Tenth Circuit Upholds School “Timeout Room,” No Constitutional Violation
The Tenth Circuit Court of Appeals in Denver recently upheld a school district’s use of a “timeout room” to discipline and briefly restrain a developmentally disabled student with disruptive behavioral issues. The student, J.M., was five years old and was known to throw tantrums, yell, spit, and kick in class. As a result, he was often placed in the timeout room, described as large enough for a student and teacher to fit comfortably and equipped with a light and window. The district stated that he was placed in the room around 30 times over a span of two school years and was never kept in the room longer than four minutes.
The student’s parents sued individual school officials, including teachers and the principal, and the school district, claiming that use of the timeout room was a violation of their child’s constitutional rights under a 14th Amendment due process “shocks the conscience” analysis.

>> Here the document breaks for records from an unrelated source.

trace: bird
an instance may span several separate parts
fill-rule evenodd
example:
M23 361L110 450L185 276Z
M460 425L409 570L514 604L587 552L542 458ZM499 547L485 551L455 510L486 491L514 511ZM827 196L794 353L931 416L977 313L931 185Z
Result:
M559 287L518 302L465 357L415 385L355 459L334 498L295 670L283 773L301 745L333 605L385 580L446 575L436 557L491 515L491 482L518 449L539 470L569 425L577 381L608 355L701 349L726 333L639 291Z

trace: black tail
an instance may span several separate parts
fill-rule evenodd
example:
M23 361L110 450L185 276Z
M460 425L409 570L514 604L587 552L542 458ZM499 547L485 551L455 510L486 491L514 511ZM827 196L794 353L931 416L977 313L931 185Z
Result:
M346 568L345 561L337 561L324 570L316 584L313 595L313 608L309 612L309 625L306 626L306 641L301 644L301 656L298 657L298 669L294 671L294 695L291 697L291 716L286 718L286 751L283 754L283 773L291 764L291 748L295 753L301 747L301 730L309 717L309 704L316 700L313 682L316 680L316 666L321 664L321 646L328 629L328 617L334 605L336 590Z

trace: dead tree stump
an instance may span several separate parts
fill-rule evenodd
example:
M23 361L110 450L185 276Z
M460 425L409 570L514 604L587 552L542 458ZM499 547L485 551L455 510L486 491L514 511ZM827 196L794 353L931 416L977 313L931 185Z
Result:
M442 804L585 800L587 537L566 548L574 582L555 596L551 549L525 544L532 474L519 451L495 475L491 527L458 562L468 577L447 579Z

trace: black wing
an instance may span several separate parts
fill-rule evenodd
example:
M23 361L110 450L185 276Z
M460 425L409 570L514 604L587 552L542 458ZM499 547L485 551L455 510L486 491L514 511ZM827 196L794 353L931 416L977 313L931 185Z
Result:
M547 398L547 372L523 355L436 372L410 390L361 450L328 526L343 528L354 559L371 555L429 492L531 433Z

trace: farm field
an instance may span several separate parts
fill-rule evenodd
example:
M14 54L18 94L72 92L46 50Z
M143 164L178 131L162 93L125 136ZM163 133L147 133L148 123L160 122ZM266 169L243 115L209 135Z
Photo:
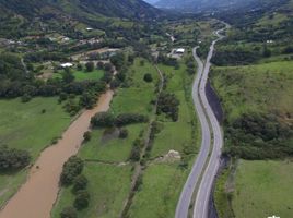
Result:
M72 74L75 81L98 81L103 77L104 71L103 70L94 70L93 72L77 71L72 70ZM61 73L52 74L52 78L61 78Z
M213 68L212 84L227 119L249 112L273 112L290 118L293 114L292 69L292 61Z
M0 100L1 145L25 149L33 160L49 146L54 138L61 136L71 118L65 112L57 98L34 98L23 104L21 100ZM0 205L2 205L26 178L26 170L0 174Z
M159 78L155 69L142 59L137 59L127 76L129 87L119 88L113 99L110 111L119 113L151 114L150 105L154 97L155 83ZM145 83L145 73L153 75L153 83ZM146 130L146 124L128 125L127 138L108 134L109 130L94 129L90 142L83 144L79 157L85 160L84 174L89 179L91 201L89 208L78 213L79 217L112 218L118 217L122 210L124 202L130 192L131 167L129 156L133 141L139 138ZM72 206L74 195L72 187L61 189L58 201L52 210L52 217L58 218L62 209Z
M235 217L291 217L293 165L285 161L241 160L232 199Z

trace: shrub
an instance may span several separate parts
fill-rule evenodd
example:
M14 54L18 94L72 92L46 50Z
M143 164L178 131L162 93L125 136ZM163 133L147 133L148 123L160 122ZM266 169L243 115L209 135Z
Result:
M83 174L78 175L73 182L73 191L78 192L80 190L85 190L87 186L87 183L89 183L89 180L86 179L86 177L84 177Z
M24 94L22 96L22 102L28 102L30 100L32 100L32 96Z
M82 172L83 160L77 156L72 156L63 165L63 170L60 177L61 185L72 184L74 179Z
M175 122L178 120L179 105L180 102L174 94L162 93L159 96L157 114L163 112Z
M98 112L92 118L91 123L94 128L112 128L115 124L115 118L109 112Z
M83 140L84 142L89 142L91 141L92 138L92 132L91 131L86 131L84 134L83 134Z
M119 132L119 137L120 138L127 138L128 137L128 130L127 129L121 129Z
M87 62L87 63L85 64L85 68L86 68L86 71L87 71L87 72L93 72L94 69L95 69L95 64L94 64L94 62Z
M66 207L60 214L61 218L78 218L77 209L73 207Z
M19 170L26 167L31 156L26 150L0 146L0 171Z
M151 83L151 82L153 82L153 76L152 76L152 74L146 73L146 74L144 74L143 80L144 80L146 83Z
M122 126L122 125L128 125L128 124L133 124L133 123L142 123L142 122L148 122L148 117L142 116L142 114L137 114L137 113L122 113L119 114L115 119L115 124L117 126Z
M89 194L89 192L85 191L85 190L79 191L77 193L77 197L75 197L73 204L74 204L74 207L77 209L79 209L79 210L86 208L89 206L89 204L90 204L90 194Z

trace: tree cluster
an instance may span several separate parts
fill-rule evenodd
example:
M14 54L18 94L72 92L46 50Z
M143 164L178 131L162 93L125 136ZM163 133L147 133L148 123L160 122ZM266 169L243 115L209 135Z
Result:
M293 155L293 131L276 116L243 114L228 124L225 153L244 159L284 158Z
M31 161L26 150L0 146L0 172L20 170Z
M120 128L128 124L148 122L148 117L137 113L122 113L115 117L110 112L98 112L92 118L91 123L94 128Z
M174 94L163 92L157 100L157 114L165 113L174 122L178 120L180 101Z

To succeed on this type of claim, the challenged behavior must amount to a “brutal and inhumane” abuse of official power literally shocking the conscience. This standard is applied in all school discipline cases, not just cases involving school-inflicted corporal punishment.
The parents’ claim was based upon the district’s use of the timeout room in general, as well as a specific incident in which the school principal forced J.M. into the room and placed a chair in front of the door. While the Court acknowledged these particular details surrounding use of the timeout room were “a careless or unwise excess of zeal,” it nonetheless held that no conscience-shocking events had occurred. Therefore, the Court found no constitutional violation.
Because the Court found that no individual officials had violated J.M.’s constitutional rights, it stated that the principal also could not be liable under a theory of supervisory liability and the district could not be liable because the challenged conduct was not pursuant to official policy or custom.
The parents also attempted to raise a Fourth Amendment claim that the timeout room was a “seizure” that should have been analyzed under a reasonableness standard. Analyzing a school discipline case under this standard is more favorable to plaintiffs because it is easier to prove than the “shocks the conscience” standard. While the parents did not properly raise the claim and thus were barred procedurally, the Court stated that it is not well settled law that a court has any obligation in a school discipline case of this nature to evaluate a Fourth Amendment claim. Thus, even if the parents had properly raised the claim, the Court would have declined to consider it.
Although in this case the Tenth Circuit remained faithful to the Fourteenth Amendment shocks-the-conscience standard and declined to even additionally consider the Fourth Amendment reasonableness standard, in recent years other circuits have begun to allow such claims in analyzing various types of school discipline. Cases from the Ninth and Third circuits have involved excessive force or detention by school officials. In the Seventh Circuit, the Fourth Amendment standard was applied when a teacher “seized” a student by attempting to drag her out of the classroom by her elbow. In these cases, courts will often allow both standards to be applied to the conduct at issue. Because a Fourth Amendment reasonableness standard is arguably more lenient and plaintiff-friendly, school districts should be aware of the potential consequences of discipline if analyzed under both the Fourteenth and Fourth Amendments.